I was thinking about that:
Suppose we have two polynomial rings over an arbitrary field $K$, $R=K[x_1,...,x_n]$ and $S=K[y_1,...,y_c]$, and $T=[x_1,...,x_n,y_1,...,y_c]$.
Now let $I$ be an ideal in $R$ and $g=(g_1,...,g_c)$ a list of polynomials in $R$.
Consider the map $r:T\longrightarrow R/I$ which maps $x_i\mapsto\bar{x_i}$ and $y_j\mapsto\bar{g_j}$.

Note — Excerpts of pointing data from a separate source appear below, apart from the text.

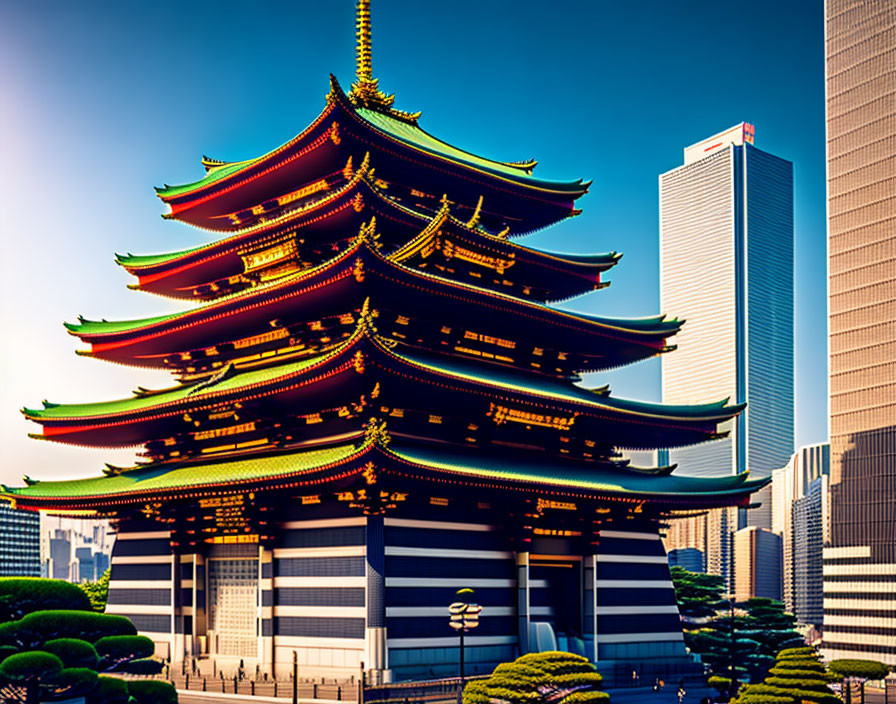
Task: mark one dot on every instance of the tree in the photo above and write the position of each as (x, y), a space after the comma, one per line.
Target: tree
(798, 676)
(20, 596)
(698, 595)
(30, 670)
(63, 651)
(733, 639)
(540, 677)
(861, 670)
(97, 592)
(40, 626)
(152, 692)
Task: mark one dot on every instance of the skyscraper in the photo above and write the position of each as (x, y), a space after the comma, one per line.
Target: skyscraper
(726, 262)
(806, 554)
(790, 484)
(757, 564)
(19, 543)
(860, 561)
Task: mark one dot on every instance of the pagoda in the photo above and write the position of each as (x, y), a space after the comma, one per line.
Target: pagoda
(376, 403)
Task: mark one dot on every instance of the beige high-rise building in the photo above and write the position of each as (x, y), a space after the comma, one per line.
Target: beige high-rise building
(860, 557)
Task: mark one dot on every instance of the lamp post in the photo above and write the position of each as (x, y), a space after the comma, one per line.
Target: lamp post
(463, 617)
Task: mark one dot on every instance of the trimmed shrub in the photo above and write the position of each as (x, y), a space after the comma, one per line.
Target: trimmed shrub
(795, 683)
(538, 677)
(765, 699)
(578, 679)
(28, 667)
(73, 652)
(152, 692)
(795, 665)
(587, 697)
(72, 682)
(806, 653)
(24, 595)
(143, 666)
(115, 650)
(109, 690)
(39, 627)
(720, 684)
(862, 669)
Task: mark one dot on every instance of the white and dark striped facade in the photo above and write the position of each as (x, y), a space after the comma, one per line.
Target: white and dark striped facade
(345, 590)
(726, 266)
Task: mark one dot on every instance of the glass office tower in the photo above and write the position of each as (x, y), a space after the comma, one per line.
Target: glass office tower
(726, 264)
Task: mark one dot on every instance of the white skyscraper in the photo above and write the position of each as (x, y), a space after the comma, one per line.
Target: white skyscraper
(726, 266)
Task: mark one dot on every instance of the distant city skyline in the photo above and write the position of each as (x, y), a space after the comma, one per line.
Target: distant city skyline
(102, 103)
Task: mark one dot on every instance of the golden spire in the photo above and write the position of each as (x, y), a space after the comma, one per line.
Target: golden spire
(363, 57)
(365, 90)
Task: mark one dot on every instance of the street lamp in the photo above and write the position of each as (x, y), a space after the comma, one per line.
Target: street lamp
(464, 616)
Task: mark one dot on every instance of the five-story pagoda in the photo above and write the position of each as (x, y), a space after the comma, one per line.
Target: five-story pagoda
(375, 405)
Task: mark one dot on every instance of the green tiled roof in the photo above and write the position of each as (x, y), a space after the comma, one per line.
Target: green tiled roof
(179, 393)
(595, 478)
(415, 136)
(503, 379)
(89, 327)
(650, 324)
(163, 478)
(512, 380)
(403, 131)
(214, 174)
(139, 260)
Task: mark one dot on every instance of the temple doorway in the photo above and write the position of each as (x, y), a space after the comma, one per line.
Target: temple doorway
(233, 601)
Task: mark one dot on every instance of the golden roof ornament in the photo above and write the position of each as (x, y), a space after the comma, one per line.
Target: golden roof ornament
(365, 91)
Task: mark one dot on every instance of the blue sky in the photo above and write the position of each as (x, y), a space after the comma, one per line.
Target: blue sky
(100, 101)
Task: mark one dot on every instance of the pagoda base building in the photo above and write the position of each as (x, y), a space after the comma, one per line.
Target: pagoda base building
(376, 404)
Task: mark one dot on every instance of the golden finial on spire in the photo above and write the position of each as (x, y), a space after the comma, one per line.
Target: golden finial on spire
(363, 57)
(365, 90)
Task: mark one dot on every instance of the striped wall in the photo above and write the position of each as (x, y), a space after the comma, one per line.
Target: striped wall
(318, 595)
(426, 562)
(141, 584)
(375, 590)
(635, 614)
(859, 606)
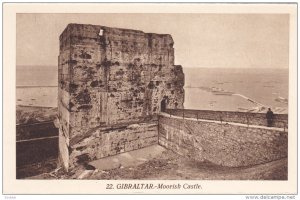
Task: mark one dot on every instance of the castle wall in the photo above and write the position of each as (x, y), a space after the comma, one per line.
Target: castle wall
(109, 76)
(280, 120)
(221, 143)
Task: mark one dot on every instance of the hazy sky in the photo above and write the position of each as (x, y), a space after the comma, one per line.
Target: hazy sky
(201, 40)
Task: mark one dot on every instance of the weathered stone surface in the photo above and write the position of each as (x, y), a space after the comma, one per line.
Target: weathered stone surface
(222, 144)
(280, 120)
(110, 76)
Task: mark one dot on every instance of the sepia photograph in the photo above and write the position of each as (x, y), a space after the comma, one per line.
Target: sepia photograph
(110, 96)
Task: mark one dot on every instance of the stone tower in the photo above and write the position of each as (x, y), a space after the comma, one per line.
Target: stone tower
(111, 78)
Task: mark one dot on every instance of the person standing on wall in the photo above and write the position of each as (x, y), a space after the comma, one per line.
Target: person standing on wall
(270, 116)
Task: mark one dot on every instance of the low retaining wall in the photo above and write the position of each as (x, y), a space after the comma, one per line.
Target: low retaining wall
(280, 120)
(221, 143)
(108, 141)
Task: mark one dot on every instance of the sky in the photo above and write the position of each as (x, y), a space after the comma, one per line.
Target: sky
(200, 40)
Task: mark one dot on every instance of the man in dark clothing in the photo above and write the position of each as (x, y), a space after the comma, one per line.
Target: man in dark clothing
(270, 116)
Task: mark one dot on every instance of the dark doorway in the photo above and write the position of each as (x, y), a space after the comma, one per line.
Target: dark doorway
(163, 105)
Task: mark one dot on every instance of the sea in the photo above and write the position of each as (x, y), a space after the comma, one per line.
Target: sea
(235, 89)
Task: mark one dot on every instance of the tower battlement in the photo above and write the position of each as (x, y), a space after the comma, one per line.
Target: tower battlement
(110, 76)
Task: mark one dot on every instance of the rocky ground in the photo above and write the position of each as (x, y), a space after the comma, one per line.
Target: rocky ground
(170, 166)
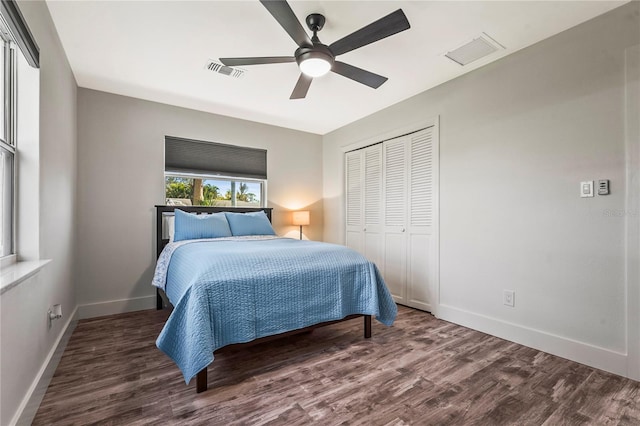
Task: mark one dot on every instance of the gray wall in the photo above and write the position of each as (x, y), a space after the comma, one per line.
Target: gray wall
(120, 173)
(27, 341)
(516, 138)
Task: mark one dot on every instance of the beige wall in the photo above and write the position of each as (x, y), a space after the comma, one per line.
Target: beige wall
(120, 172)
(516, 138)
(27, 340)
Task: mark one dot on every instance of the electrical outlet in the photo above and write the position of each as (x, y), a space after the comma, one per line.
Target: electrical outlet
(509, 298)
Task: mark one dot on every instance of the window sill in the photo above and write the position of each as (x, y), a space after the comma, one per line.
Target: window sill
(12, 275)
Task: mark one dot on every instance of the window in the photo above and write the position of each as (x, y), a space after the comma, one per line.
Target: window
(203, 190)
(7, 144)
(17, 44)
(200, 173)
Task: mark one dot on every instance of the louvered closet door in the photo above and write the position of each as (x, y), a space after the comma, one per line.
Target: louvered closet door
(420, 231)
(373, 204)
(354, 189)
(395, 207)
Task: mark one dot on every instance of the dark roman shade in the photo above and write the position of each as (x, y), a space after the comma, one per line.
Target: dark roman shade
(20, 32)
(210, 158)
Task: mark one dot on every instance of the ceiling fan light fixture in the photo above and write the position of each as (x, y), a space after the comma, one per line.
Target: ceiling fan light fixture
(315, 67)
(314, 61)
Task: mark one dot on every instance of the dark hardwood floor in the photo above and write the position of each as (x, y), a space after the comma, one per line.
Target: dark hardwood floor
(421, 371)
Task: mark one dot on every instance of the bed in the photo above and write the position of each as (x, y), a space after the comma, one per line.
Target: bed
(244, 284)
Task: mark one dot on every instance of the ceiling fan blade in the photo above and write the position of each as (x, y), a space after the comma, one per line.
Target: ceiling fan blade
(281, 10)
(234, 62)
(302, 87)
(384, 27)
(358, 74)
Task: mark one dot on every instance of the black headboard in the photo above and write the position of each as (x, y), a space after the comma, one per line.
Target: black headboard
(161, 242)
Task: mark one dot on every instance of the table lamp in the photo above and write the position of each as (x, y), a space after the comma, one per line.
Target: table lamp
(301, 218)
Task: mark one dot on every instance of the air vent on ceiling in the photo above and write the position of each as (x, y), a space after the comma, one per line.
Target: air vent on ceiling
(223, 69)
(477, 48)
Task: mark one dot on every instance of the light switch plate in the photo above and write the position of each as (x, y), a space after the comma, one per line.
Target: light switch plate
(603, 187)
(586, 189)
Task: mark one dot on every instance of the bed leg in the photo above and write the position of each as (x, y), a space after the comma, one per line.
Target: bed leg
(367, 326)
(201, 381)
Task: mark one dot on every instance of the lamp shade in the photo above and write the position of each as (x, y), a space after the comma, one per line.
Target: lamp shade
(301, 217)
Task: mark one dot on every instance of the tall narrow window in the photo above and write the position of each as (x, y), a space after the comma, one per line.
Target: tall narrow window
(16, 43)
(7, 145)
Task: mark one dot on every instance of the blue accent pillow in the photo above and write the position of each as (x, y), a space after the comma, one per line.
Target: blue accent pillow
(195, 226)
(254, 223)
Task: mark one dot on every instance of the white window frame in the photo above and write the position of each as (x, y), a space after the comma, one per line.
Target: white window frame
(8, 144)
(262, 182)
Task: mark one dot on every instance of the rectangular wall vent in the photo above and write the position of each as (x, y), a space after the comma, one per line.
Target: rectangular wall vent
(224, 70)
(477, 48)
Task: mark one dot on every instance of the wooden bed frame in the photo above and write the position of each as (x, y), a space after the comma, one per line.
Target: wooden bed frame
(201, 378)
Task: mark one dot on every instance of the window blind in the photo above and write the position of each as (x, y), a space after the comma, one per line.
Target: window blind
(211, 158)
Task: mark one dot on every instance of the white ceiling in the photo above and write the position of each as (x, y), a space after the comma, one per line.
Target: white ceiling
(157, 50)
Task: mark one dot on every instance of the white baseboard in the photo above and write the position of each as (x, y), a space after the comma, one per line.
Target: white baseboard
(584, 353)
(31, 402)
(112, 307)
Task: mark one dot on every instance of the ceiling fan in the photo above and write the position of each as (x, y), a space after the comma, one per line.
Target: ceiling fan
(316, 59)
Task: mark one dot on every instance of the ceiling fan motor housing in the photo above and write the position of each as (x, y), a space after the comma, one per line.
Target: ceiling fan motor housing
(318, 51)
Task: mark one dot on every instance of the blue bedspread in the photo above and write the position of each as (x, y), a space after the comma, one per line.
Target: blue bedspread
(235, 291)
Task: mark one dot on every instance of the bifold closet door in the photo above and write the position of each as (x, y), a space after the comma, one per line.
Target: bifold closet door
(395, 208)
(420, 236)
(354, 178)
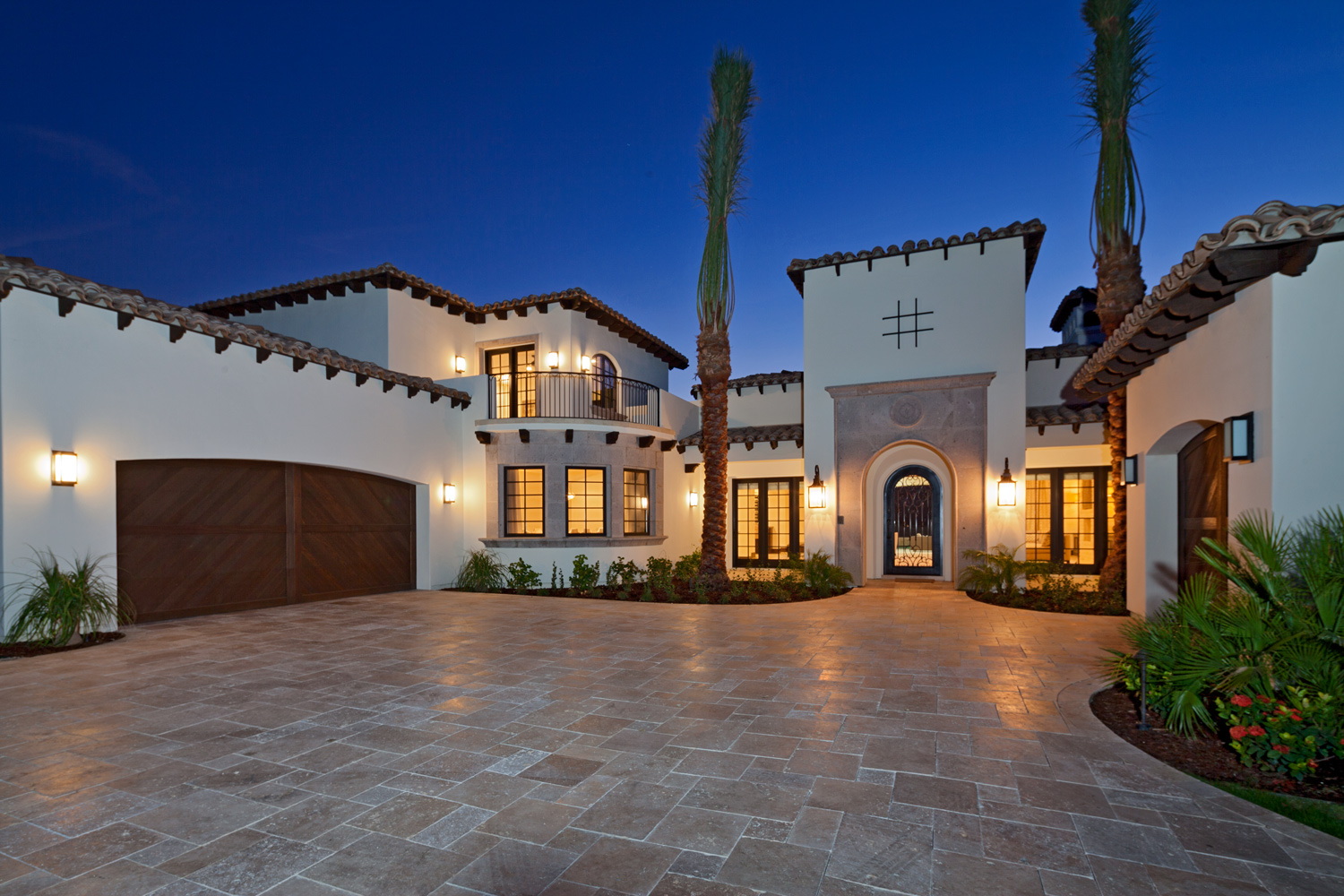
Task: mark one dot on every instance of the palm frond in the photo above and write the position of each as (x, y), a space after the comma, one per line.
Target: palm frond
(722, 182)
(1113, 83)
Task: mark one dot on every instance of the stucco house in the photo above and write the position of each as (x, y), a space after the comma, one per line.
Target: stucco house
(360, 432)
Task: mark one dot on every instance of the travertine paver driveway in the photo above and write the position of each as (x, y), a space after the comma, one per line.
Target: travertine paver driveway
(892, 739)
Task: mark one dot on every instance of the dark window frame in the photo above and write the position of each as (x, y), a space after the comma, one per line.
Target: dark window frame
(1101, 476)
(607, 503)
(504, 504)
(648, 511)
(796, 506)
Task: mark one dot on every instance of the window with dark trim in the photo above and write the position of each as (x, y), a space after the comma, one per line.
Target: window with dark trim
(636, 503)
(1067, 517)
(766, 520)
(585, 500)
(524, 501)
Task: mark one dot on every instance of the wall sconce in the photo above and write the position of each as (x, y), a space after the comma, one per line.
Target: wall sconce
(1007, 487)
(1239, 438)
(817, 490)
(65, 468)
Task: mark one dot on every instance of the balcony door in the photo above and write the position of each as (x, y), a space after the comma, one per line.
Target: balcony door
(513, 381)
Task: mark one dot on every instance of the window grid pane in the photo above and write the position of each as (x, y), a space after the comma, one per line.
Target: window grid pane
(747, 522)
(523, 501)
(1038, 517)
(585, 501)
(1080, 519)
(636, 501)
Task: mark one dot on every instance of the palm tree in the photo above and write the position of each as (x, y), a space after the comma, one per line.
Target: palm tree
(722, 182)
(1113, 83)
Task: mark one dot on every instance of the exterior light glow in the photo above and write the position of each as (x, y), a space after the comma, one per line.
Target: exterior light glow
(1007, 487)
(817, 490)
(65, 468)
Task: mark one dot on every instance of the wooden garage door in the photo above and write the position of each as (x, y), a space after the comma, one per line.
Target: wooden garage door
(214, 536)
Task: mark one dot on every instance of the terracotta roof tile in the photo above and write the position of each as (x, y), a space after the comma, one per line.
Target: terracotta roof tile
(1276, 238)
(753, 435)
(390, 277)
(758, 381)
(24, 273)
(1032, 231)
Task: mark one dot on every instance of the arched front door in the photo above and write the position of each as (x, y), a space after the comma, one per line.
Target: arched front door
(913, 543)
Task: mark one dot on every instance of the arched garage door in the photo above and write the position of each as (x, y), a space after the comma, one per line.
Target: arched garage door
(214, 536)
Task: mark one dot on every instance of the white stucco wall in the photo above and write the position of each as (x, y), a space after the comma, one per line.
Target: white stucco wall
(978, 327)
(80, 384)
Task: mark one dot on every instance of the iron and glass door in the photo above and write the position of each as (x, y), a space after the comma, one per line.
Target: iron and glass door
(1202, 498)
(913, 543)
(513, 381)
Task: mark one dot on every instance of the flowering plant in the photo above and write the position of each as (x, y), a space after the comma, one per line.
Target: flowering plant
(1284, 735)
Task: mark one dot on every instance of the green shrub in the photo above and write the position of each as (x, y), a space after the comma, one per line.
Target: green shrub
(824, 578)
(481, 570)
(1271, 616)
(585, 575)
(1284, 737)
(521, 576)
(996, 571)
(58, 603)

I think $\ker(r)$ is $IT+(y_1-g_1,...,y_c-g_c)$, but I can't prove the inclusion "$\subseteq$".
Any suggestion please?
I add some details to be more precise:
1) The bar over an element means the class in the quotient.
2) Indices $j$ and $i$ runs over $1,...,c$ and $1,...,n$, respectively.
3) $IT$ is the extension of the ideal $I$ in the ring $T$ (which contains $R$).
I have tried to decompose the map $r$ as the composition of $\pi$, the projection in the quotient $R/I$, and the map $r{'}$ which maps $x_i\mapsto x_i$ and $y_i\mapsto g_i$, so I get $F\in\ker(\pi\circ r_1)$ iff $r_1(F)\in I$, but I don't know how to prove this fact.
The problem is that I don't know how to prove $r_1(F) \in I$ iff $F$ is $0$ or $F\in IT$. I know that $\ker(r_1)$ is $(y_1-g_1,...,y_c-g_c)$.
If you are given an element in the kernel you can try to use the Euclidean algorithm to split of multiples of $y_j-g_j$ in order to reduce to the case where your element actually lies in $R$.